Yup, this is the way forward - the creation of a meta-application
toolkit. For Web app development, Ruby on Rials, and more recently its
Python cousins Django and TurboGears have and are becoming hugely
popular, because they abstract away a lot of the tedious details of
application construction - at all level - backend, middleware and
front-end - and let you focus on the tasks in hand. perhaps Gnumed2
should be a similar toolkit for the construction of medical
applications, rather than a specific application, because it is clear
that au-GNUmed, de-GNUmed, ca-GNUmed etc etc all need to be different
beasts.

Anyway, we are about to embark on the final round of development of
NetEpi CaseMgr prior to version 1.0, and that's the way we will be
taking it, except that NetEpi goes one step furher - no programming,
just point-and-click set-up of epidemiological data collection
applications - which is a much more constrained domain than that of
general practice clinical applications, of course. But very high level
toolkits for specific domains are the way to go. And Python is a damn
good language to build them in.

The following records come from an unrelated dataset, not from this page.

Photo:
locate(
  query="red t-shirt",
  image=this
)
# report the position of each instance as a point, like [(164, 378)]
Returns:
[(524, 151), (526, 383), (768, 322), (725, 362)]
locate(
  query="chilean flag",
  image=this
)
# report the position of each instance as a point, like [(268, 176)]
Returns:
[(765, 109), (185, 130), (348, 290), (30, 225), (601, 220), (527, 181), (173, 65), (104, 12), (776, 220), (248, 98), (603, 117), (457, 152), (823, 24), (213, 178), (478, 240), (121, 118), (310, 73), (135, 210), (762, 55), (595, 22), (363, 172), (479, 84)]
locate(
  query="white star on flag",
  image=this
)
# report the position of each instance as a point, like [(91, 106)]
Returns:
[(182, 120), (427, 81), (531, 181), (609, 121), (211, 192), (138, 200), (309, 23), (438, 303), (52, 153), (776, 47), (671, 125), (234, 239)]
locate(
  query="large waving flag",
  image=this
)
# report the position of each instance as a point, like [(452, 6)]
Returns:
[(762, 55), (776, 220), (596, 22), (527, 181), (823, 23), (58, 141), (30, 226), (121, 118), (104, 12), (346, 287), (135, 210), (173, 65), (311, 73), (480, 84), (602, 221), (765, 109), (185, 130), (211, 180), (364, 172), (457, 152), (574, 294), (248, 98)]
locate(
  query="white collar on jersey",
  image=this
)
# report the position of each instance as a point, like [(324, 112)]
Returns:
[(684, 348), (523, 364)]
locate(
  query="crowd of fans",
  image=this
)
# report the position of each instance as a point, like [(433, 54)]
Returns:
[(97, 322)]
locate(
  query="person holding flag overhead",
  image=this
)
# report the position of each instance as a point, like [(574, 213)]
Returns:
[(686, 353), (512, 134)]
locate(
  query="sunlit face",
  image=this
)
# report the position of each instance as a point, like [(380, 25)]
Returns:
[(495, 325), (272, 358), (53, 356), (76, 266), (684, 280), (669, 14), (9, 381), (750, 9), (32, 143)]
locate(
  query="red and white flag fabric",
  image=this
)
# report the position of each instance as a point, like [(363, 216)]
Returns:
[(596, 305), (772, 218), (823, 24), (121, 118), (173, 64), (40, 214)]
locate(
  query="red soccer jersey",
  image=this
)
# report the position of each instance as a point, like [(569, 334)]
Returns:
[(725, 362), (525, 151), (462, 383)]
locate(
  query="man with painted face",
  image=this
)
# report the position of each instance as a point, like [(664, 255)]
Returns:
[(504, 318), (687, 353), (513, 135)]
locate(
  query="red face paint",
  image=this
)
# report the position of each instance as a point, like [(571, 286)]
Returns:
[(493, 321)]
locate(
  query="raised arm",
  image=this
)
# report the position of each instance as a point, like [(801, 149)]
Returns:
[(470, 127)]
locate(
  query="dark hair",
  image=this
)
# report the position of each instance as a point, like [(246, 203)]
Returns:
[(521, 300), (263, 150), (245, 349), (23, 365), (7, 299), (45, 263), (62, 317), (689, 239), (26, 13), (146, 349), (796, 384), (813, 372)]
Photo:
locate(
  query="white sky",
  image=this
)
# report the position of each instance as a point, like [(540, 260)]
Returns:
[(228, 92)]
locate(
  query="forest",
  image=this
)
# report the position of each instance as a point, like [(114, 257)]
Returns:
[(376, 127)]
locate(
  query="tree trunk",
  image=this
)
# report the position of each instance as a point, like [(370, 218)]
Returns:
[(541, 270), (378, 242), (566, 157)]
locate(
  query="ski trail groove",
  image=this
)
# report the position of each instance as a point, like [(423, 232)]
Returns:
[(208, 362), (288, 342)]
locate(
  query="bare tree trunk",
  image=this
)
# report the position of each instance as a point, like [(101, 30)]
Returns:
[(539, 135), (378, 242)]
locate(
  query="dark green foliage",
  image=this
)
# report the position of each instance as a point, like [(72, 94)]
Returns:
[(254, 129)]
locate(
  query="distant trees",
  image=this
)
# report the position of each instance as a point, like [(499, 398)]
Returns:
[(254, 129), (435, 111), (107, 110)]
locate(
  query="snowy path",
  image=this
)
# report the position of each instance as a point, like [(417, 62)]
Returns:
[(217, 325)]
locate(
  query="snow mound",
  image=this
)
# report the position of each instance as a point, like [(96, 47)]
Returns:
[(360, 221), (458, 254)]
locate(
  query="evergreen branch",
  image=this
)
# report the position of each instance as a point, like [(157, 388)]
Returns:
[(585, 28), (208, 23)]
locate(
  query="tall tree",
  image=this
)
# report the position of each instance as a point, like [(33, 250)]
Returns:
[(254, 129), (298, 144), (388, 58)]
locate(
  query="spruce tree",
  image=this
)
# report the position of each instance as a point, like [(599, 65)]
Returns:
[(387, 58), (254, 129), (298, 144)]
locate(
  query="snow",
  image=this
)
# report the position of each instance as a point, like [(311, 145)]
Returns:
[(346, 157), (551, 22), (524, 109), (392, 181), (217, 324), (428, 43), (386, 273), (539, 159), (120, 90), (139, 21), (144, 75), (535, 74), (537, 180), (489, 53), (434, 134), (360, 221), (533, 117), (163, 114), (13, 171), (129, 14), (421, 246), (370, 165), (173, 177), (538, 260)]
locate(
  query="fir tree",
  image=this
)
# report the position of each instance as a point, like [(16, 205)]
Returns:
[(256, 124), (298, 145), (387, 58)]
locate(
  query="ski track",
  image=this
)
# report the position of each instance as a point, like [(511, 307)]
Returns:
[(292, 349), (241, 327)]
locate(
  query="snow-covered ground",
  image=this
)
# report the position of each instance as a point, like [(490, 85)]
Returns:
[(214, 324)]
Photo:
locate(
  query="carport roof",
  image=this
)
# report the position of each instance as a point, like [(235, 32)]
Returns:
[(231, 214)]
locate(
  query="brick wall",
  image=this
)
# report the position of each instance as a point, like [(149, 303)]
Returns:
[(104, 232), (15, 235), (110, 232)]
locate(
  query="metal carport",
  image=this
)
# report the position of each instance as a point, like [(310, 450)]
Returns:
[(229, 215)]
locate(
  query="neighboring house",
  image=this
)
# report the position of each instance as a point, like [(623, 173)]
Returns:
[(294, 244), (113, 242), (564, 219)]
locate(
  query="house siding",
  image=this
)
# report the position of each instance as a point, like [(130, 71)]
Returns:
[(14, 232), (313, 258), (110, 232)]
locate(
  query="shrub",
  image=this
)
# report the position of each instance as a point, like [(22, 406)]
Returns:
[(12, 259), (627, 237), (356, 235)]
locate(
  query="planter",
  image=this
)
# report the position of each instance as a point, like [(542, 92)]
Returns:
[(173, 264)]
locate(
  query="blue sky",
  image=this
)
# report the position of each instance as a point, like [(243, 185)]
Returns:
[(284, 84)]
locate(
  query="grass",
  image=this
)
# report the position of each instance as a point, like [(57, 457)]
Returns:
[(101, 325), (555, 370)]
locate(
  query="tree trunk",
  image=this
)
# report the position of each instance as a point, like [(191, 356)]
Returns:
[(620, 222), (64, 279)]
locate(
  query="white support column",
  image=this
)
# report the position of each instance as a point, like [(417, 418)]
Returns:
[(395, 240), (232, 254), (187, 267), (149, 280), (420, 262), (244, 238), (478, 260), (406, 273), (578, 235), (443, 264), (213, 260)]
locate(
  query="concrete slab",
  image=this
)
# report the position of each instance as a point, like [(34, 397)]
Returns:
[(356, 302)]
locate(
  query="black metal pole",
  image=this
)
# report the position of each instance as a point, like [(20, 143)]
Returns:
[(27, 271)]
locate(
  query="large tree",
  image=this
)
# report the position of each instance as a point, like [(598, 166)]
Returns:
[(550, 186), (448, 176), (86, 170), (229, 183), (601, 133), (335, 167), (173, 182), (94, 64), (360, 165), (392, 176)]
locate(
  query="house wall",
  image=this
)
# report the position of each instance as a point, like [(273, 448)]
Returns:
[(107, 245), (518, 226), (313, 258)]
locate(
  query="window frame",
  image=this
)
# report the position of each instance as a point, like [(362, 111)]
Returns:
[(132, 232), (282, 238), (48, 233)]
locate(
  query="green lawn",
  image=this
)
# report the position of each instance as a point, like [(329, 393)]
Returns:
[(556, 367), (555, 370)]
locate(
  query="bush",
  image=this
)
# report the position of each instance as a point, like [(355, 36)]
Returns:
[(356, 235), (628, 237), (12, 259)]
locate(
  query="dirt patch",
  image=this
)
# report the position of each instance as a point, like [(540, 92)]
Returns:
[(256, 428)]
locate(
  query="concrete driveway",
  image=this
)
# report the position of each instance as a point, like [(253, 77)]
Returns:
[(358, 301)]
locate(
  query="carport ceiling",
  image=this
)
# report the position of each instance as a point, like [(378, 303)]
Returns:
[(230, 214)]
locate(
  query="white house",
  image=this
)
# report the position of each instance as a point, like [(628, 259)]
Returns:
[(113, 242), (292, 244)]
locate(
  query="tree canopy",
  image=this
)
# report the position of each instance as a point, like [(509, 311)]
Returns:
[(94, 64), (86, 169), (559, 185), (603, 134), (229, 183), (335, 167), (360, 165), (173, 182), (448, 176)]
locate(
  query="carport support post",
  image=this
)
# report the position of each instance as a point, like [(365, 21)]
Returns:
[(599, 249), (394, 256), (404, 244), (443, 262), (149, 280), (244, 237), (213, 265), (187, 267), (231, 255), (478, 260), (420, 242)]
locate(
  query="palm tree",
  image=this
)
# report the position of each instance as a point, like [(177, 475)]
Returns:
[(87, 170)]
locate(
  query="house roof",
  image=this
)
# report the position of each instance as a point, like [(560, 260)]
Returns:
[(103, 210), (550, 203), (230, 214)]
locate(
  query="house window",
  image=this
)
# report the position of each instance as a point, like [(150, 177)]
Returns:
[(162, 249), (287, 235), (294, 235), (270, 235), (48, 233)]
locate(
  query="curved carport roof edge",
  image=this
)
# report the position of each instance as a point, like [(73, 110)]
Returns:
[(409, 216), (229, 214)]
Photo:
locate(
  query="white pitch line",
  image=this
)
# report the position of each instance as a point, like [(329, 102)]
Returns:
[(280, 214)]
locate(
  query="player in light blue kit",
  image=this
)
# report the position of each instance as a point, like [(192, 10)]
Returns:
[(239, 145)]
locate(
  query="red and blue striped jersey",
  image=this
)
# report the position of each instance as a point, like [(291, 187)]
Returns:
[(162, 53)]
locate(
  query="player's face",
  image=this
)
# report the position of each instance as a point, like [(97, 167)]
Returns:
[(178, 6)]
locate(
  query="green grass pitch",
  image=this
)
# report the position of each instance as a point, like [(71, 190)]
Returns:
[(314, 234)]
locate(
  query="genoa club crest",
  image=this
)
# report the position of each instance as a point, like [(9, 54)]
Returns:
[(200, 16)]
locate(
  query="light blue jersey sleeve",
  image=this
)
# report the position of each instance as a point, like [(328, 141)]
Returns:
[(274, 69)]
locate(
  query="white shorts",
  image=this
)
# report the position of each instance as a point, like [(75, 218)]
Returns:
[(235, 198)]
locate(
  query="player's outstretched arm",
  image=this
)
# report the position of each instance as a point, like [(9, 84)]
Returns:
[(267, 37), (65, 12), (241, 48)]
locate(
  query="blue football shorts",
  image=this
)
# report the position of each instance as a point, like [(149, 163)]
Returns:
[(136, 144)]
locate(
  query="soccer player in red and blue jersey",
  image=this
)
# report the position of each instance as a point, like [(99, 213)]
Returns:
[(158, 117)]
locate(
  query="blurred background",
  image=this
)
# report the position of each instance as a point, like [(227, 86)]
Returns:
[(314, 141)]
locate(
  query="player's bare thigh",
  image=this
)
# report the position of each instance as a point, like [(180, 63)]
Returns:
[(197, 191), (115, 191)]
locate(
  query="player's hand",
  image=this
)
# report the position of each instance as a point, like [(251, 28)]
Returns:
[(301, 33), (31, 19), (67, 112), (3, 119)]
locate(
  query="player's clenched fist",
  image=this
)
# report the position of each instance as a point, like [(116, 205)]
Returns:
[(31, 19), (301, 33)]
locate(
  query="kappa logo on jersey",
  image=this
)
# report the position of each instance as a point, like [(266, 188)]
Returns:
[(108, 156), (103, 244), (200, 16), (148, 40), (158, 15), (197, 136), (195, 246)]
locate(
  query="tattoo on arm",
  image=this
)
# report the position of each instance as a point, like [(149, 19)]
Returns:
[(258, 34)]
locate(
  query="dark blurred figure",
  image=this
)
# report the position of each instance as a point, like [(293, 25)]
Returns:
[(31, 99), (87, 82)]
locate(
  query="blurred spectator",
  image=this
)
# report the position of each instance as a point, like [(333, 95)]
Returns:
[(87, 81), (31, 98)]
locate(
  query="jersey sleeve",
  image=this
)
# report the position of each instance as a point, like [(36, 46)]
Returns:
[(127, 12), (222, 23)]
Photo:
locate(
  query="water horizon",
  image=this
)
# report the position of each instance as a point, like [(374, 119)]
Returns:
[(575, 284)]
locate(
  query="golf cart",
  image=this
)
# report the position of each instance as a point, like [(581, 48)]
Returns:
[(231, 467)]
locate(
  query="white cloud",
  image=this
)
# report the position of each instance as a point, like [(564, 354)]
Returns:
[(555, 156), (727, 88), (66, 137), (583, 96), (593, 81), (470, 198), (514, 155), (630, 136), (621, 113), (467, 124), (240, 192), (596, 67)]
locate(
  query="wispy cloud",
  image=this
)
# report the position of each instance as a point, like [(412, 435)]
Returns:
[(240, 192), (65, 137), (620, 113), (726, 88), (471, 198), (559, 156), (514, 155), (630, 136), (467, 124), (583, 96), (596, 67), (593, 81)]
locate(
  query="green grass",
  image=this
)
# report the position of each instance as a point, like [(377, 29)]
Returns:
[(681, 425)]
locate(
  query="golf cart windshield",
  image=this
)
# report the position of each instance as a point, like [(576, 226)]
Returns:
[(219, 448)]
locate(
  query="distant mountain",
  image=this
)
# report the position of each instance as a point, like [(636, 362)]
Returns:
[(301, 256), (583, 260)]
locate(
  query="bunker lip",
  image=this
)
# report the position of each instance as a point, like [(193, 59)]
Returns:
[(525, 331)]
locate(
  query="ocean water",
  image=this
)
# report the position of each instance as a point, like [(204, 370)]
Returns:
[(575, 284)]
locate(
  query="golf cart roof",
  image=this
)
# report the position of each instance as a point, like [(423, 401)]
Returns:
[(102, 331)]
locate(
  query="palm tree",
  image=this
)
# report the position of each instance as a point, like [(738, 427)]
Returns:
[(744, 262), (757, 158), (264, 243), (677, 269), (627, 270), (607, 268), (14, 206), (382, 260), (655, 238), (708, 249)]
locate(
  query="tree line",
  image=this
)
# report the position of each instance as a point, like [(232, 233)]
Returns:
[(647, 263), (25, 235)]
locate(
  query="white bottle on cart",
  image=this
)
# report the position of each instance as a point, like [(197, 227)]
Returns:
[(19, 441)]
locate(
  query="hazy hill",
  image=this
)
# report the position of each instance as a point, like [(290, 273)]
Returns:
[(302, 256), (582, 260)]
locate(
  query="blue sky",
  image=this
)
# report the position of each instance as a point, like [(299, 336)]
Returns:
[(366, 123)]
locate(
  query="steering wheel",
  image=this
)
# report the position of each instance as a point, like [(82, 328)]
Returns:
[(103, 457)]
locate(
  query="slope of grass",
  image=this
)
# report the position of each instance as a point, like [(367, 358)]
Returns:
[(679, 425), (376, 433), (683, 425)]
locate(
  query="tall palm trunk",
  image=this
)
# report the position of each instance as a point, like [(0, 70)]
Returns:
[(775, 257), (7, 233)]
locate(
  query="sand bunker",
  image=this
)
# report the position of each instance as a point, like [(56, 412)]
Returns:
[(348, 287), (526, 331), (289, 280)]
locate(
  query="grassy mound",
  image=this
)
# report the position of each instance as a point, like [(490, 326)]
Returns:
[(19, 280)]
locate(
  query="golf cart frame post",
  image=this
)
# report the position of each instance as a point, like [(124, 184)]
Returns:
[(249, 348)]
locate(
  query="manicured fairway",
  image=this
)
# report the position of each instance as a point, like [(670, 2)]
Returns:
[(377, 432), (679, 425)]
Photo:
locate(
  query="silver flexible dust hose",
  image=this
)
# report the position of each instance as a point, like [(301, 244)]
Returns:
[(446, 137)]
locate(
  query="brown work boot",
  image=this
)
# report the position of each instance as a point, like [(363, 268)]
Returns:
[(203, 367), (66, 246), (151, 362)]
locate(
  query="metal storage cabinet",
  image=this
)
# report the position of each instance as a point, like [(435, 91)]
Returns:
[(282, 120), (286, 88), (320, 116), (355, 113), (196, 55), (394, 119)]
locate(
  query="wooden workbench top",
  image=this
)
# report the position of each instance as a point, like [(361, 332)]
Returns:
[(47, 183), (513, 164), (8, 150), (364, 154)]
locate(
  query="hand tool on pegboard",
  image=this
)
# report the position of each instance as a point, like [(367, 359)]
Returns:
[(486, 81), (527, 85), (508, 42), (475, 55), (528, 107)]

PythonCard is a good example of a
highish level GUI toolkit - but maybe GUmed2 needs to be at an even
higher level - unlike TurboGears and Django and Ruby on Rails,
PythonCard doesn't do database binding or business logic. But maybe
consider Qt4, rather than wxWindows - far less grief, I am told,
although the open source binding for Qt4 (which is now open source on
all platforms) are still in the works, I think.